All the works in this exhibition are seemingly seamless - at first glance they have the appearance of conventional single-shot photographs. Initially, these works seem almost devoid of any human presence, reflecting the Western tradition of paintings and photographs of sublime landscapes. However, each work is a time-based construct, and all have some human presence - either subtle or overt.
All of the images have been constructed using multiple 35mm digital photographs. On average 20-30 individual photographs have been used to construct each panoramic work. After shooting the scene, the 20-30 photographs have been "stitched" together digitally to create each individual work, and have then been outputted onto archival photographic papers using the latest digital technology.
The process for photographing each work is heavily time-based, where the images used to construct each panorama have often been taken over a considerable length of time. The process used to then build and construct each panoramic work is also heavily time-based.
There are many dualities present in making these works. The depiction of the sublime landscape has historically rested in the domain of the male artist, whilst for me the fine digital "stitching" process is reminiscent of traditional craft-based activities undertaken by women artists historically.
Lines and circles are also important references in these works.
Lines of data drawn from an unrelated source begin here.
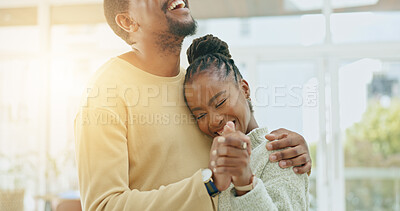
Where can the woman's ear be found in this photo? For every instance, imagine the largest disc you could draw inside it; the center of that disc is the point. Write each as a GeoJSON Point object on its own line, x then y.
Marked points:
{"type": "Point", "coordinates": [126, 22]}
{"type": "Point", "coordinates": [245, 88]}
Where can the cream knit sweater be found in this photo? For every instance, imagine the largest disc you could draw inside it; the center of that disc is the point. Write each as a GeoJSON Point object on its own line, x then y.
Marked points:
{"type": "Point", "coordinates": [276, 189]}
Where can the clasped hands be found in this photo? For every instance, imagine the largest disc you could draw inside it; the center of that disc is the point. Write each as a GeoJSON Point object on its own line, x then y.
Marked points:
{"type": "Point", "coordinates": [230, 155]}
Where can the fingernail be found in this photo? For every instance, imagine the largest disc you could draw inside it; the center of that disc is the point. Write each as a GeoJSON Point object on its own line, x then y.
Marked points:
{"type": "Point", "coordinates": [221, 139]}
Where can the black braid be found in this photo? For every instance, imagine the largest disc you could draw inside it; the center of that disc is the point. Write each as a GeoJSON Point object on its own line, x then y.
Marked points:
{"type": "Point", "coordinates": [209, 51]}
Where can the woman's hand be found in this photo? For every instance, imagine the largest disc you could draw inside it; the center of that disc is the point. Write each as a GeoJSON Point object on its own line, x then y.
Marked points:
{"type": "Point", "coordinates": [221, 181]}
{"type": "Point", "coordinates": [230, 158]}
{"type": "Point", "coordinates": [296, 155]}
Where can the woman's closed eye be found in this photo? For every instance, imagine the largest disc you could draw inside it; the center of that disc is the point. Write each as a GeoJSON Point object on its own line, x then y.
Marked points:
{"type": "Point", "coordinates": [221, 103]}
The photographs have either been shot from a single fixed position within the landscape creating a single linear image that encircles in excess of 360 degrees (see Awaroa Inlet); or they have been shot along the length of a line whilst walking through the landscape and shooting in a fixed direction towards the horizon (see Cloudscape Walk).
Whilst on the surface these works appear very still, the process of encircling or walking through a landscape reflects human activity. In addition to this, all the works contain some visible human presence in the form of footprints in the sand, a human shadow marking full-circle, or even the human figure itself placed centrally.
The latter "figure in the landscape" type works make direct reference to Caspar David Friedrich's 19th Century Romanticism paintings. Friedrich used the central figure to allow the viewer "access" into his landscape paintings - where the viewers could imagine themselves in the place of the figure looking out. The question I seek to pose is, with my back turned away from the viewer, is it possible to get in? Am I allowing you into these landscapes? Whose landscapes are they anyway?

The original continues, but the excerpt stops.